A Surface of Constant Width is a 3D surface with the special property that any two parallel planes which are tangent to it are always a constant distance apart, no matter the relative rotations of the surface and paired-planes. I want to construct a trio of parametric equations $\bigl(X(u, v), Y(u, v), Z(u, v)\bigr)$ that give a surface with the following properties:
- has a constant width of $S + 2 A$, where $S$ and $A$ are non-negative real numbers, $A$ is the radius of the smallest osculating circle on the surface, and $S + A$ is the radius of the largest osculating circle on the surface;
- has full tetrahedral symmetry;
- is $G^∞$-smooth for positive values of $S$ and $A$ and finite values of $u$ and $v$, meaning the surface, curvature, derivative of curvature, second derivative of curvature, and so-on are all continuous in all directions at all points on the surface; and
- linear-step interpolation between the minimum and maximum values for $u$ and $v$ produces 3D points with a tetrahedrally-symmetrical arrangement and constant (or nearly-constant) angles between the normal-vectors of neighboring points (meaning points are closer together in highly-curved areas of the surface, and farther apart in less-curved areas of the surface).

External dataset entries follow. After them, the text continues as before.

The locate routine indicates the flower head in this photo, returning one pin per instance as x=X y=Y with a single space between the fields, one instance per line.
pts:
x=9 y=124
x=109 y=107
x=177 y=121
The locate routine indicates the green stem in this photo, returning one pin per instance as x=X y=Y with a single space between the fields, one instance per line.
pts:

I was able to get exactly what I wanted in two dimensions with the paper "A Polynomial Curve of Constant Width" by Stanley Rabinowitz. Based on that paper, we can define the functions
$$ p(t) = \left(1 + \frac{\cos(n × t)}{n^2 - 1}\right) × \frac{S}{2} + A $$ $$ X(t) = \cos(t) × p(t) - \sin(t) × p'(t) $$ $$ Y(t) = \sin(t) × p(t) + \cos(t) × p'(t) $$
where $S$ is a positive real number, $A$ is a non-negative real number and the radius of the smallest osculating circle on the curve, $S + A$ is the radius of the largest osculating circle on the curve, and $n$ is an odd integer greater than 2.
When plotted as the parametric curve $C(t) = \bigl(X(t), Y(t)\bigr)$ with $0 ≤ t < 2 π$, these generate a smoothed-out version of a regular $n$-sided Reuleaux polygon with side-length $S$ and corner-radius $A$, which is also (for positive $A$) $G^∞$-smooth at all points. Additionally, when sampling the curve at parameter values with a step-size of $Δt = \frac{2 π}{n k}$ for integer $k$, the normal-vectors of adjacent sample-points have angles that differ by a constant $\frac{2 π}{n k}$ radians, and the arrangement of the sample-points has full $n$-gon dihedral symmetry.

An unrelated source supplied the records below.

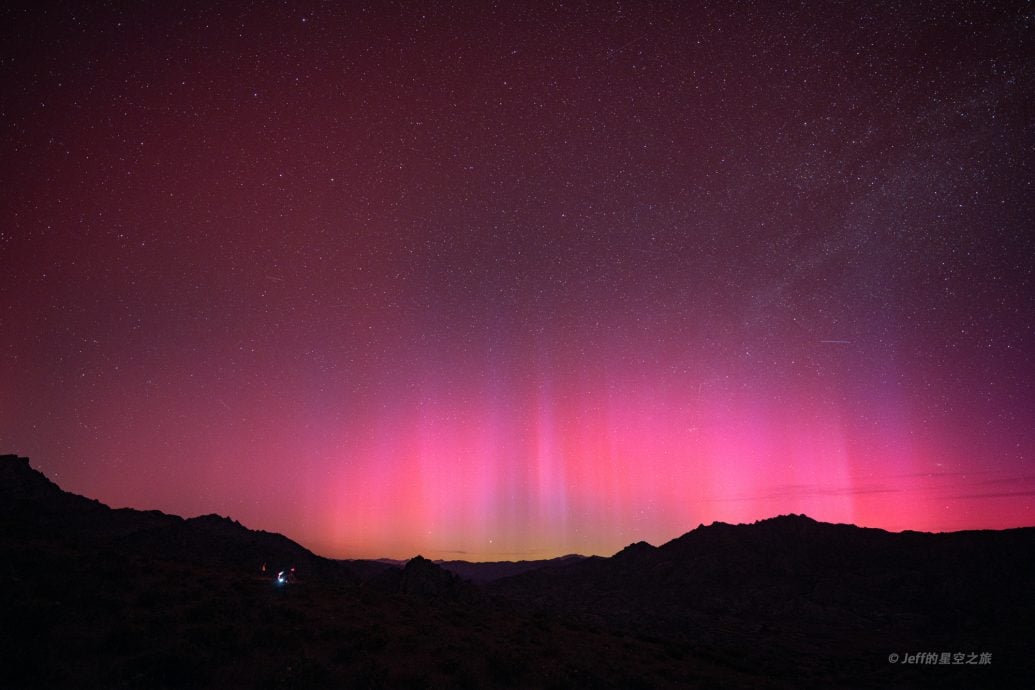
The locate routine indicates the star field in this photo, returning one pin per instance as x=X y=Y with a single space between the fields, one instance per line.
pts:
x=514 y=281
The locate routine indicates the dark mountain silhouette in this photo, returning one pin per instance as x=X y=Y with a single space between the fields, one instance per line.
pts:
x=97 y=597
x=752 y=593
x=486 y=572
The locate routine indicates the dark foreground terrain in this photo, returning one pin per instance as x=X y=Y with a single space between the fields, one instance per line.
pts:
x=95 y=597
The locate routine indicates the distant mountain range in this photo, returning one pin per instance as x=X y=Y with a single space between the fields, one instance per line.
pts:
x=127 y=598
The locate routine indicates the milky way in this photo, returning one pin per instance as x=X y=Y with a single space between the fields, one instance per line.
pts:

I've tried to figure out how to adapt the methods in Rabinowitz's paper to three dimensions, but without success.
How do I construct such an adaptation, for the constraints I have specified?
I did find the paper "On $C^2$-smooth Surfaces of Constant Width" by Brendan Guilfoyle and Wilhelm Klingenberg, which includes a figure on page 16 that depicts the surface I want to parameterize, and discusses doing the exact 2D-to-3D conversion I want. However, despite my efforts to decipher this paper, I can't follow what it is describing, as the key part of the paper hinges on using a function defined with a single variable as a function of two variables, and I can't figure out how to handle that.